Remembering the fallen: California Highway Patrol Newhall Memorial
The "Newhall Shooting" as it came to be known, was the worst day in the history of the California Highway Patrol (CHP), and a pivotal day for American LE
In the closing moments of April 5, 1970, California Highway Patrolmen Roger Gore and Walter Frago stopped a vehicle whose driver was suspected of threatening another motorist with a handgun. Less than five minutes into the new day, Officers Gore and Frago lay dead, alongside brother officers George Alleyn and James Pence, Jr., as the pair of felons who killed them escaped into the night.
The "Newhall Shooting" as it came to be known, was the worst day in the history of the California Highway Patrol (CHP), and a pivotal day for American law enforcement.
The murder of these four officers led to significant improvements in tactics, training and procedures throughout the nation. There is no officer who has served since Newhall, regardless of agency, whose work has not been influenced by this critical event.
In order to commemorate the fallen officers, the California Highway Patrol built a monument outside the Newhall Area Office later that year. It consisted of a small, stone wall with plaques that bore the names and birthdates of the officers.
Additionally, Officer Roger Palmer, who arrived on scene as the last shots were being fired, and who pursued the killers into the darkness as they escaped, planted four Italian Cypress trees to honor his friends and fellow Highway Patrolmen. They were planted side by side, standing together as the officers did in their final battle.
When the rapidly expanding Newhall Area Office outgrew its small facility a few years later, a larger station was built a few miles north, just beyond the site of the deadly shooting. A new monument was erected at the site with a single plaque that listed the names and birthdates of the officers, the seven-pointed star of the Highway Patrol, the date of the shooting, and the title, "Killed In The Line of Duty."
Four new Italian Cypress trees were planted with the memorial because the originals could not be moved. The roots of the original trees planted by Officer Palmer had become intertwined to the extent that they were now one – a poetic and fitting tribute to the men they represented, and their solidarity in life – and any attempt to transplant them would kill the magnificent trees. They still stand today, at the site of the old Newhall Area Office, appearing to the world as four individuals, but united at their very core.
This second Newhall memorial served well, but with time, the brick wall housing the memorial plaque began to break apart, and the plaque itself was deteriorating from the elements. It was decided that the memorial needed to be refreshed, and a team of volunteers from the Highway Patrol and the community banded together to make it happen. Local businesses donated materials, services, and expertise. Volunteers from the community, the department and the CHP Senior Volunteer Program did the rest, and saw it through to completion.
A New Reminder
On April 5, 2017, the 47th anniversary of the enforcement stop that led to the shooting, the CHP rededicated the newly-built memorial in a touching ceremony under beautiful blue skies.

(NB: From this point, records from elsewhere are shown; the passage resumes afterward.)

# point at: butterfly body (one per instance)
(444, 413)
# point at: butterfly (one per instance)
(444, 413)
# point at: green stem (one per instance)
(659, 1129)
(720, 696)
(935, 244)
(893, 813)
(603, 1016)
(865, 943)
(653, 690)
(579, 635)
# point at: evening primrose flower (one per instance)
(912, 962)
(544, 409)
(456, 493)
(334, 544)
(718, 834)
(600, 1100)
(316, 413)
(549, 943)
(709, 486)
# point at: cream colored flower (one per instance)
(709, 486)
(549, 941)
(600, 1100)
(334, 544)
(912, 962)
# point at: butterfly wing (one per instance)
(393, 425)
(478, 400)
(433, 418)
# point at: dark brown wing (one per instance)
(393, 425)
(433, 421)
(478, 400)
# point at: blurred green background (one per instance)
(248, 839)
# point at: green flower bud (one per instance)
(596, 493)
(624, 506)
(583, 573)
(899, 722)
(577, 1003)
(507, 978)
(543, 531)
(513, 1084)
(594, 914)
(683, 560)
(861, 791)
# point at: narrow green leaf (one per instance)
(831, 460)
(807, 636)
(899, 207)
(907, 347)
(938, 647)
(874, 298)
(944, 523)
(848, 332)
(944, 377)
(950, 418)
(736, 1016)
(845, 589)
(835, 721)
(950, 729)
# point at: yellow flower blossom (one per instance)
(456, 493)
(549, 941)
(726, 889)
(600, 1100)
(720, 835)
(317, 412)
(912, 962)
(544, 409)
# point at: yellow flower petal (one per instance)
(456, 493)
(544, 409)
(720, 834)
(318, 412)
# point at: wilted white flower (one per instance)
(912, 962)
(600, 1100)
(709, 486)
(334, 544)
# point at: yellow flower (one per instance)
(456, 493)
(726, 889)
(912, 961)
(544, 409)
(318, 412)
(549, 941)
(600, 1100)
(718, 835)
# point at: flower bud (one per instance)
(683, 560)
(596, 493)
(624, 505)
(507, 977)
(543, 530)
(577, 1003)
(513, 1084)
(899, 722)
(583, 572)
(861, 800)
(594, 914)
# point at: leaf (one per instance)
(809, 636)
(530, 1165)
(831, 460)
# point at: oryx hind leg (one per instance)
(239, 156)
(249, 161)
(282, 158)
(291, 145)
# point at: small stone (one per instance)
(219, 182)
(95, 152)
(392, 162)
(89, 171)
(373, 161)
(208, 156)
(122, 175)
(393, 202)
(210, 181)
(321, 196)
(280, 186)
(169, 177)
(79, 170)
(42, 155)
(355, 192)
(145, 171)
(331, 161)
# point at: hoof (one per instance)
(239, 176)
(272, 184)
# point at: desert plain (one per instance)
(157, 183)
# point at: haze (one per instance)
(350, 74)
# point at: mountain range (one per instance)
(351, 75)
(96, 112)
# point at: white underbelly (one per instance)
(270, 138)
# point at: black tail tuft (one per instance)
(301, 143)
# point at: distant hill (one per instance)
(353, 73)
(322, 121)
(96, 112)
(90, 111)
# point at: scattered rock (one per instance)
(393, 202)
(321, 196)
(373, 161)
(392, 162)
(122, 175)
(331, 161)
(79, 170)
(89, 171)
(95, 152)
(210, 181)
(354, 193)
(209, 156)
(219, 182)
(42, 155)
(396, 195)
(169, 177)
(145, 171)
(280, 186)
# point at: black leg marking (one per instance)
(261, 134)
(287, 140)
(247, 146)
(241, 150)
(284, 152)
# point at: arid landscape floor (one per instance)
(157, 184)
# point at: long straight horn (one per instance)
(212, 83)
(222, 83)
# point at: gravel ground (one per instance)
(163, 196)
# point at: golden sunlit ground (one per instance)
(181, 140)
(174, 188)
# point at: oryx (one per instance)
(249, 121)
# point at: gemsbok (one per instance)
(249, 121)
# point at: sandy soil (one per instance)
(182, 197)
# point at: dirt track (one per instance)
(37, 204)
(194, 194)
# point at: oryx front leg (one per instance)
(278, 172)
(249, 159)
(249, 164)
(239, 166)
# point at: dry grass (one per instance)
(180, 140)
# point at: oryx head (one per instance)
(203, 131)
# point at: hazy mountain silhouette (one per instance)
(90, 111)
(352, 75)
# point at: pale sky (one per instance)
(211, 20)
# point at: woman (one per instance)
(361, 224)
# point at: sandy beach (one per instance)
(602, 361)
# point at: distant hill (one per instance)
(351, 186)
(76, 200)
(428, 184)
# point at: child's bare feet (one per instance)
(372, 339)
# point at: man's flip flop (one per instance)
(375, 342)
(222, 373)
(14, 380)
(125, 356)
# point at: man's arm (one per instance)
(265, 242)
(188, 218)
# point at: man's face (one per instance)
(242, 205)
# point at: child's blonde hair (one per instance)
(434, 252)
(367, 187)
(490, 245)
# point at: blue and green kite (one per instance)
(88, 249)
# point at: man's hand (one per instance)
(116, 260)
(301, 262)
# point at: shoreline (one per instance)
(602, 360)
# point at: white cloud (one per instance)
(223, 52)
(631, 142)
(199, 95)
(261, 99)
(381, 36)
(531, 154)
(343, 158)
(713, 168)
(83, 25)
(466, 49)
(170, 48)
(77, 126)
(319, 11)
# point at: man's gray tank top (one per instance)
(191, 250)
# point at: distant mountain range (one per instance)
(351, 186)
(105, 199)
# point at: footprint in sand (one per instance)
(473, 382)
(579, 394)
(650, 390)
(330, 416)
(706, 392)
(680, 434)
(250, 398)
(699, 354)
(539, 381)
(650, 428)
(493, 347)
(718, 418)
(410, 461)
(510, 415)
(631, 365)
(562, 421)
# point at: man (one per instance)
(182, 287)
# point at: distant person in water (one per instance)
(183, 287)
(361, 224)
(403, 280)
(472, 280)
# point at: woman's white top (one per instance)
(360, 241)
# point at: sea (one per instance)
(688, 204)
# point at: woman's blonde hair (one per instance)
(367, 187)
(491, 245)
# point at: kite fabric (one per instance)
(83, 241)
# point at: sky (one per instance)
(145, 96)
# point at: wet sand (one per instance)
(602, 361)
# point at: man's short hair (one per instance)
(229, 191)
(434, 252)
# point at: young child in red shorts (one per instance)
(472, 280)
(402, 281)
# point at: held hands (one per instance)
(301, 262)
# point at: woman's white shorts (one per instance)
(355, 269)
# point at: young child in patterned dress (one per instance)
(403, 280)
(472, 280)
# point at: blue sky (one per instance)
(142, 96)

The event was attended by family members of the fallen officers, two officers who were there in the closing moments of the fight (Erwin Holmes and Roger Palmer), CHP Commissioner Joe Farrow, department leaders, officers from the CHP and allied agencies, the volunteers who turned the dream of a new memorial into reality, and supportive members of the public. All had gathered to pay their respects to the fallen officers and remember their ultimate sacrifice.
The newly-dedicated memorial features a granite boulder with the professionally-restored plaque of the second generation Newhall memorial set into it. Additionally, the boulder bears a plaque with a tribute quote from then-Governor Ronald Reagan, which reminds us that, "Oftentimes the only thing that stands between a citizen and the loss of everything he holds dear is the man wearing the badge." These elements all stand in the center of a seven-pointed star, shaped like the CHP badge. Benches stand nearby for visitors to rest upon.
Four new cypress trees have been planted in the tradition first set by Officer Palmer in 1970, and each is accompanied by a bronze image of the officer it represents. The entire display is illuminated during evening hours.
We Shall Not Forget
In May 2016, the CHP dedicated a new exhibit at the CHP Museum on the grounds of the CHP Academy in Sacramento, California. This exhibit, like the CHP Memorial Fountain on the academy grounds (which bears the names of all CHP officers who have fallen in the line of duty), is closed to the public. However, the Newhall Memorial at the CHP Area Office is not only open to the public, it is located in plain sight, where the citizens of the state of California can see it daily, and reflect upon the sacrifices made by the officers, their families, and all of our nation's law enforcement officers and families.
It's a respectful and fitting tribute, and a challenge to all who wear the badge, to ensure that the vital, lifesaving lessons of Newhall are not forgotten.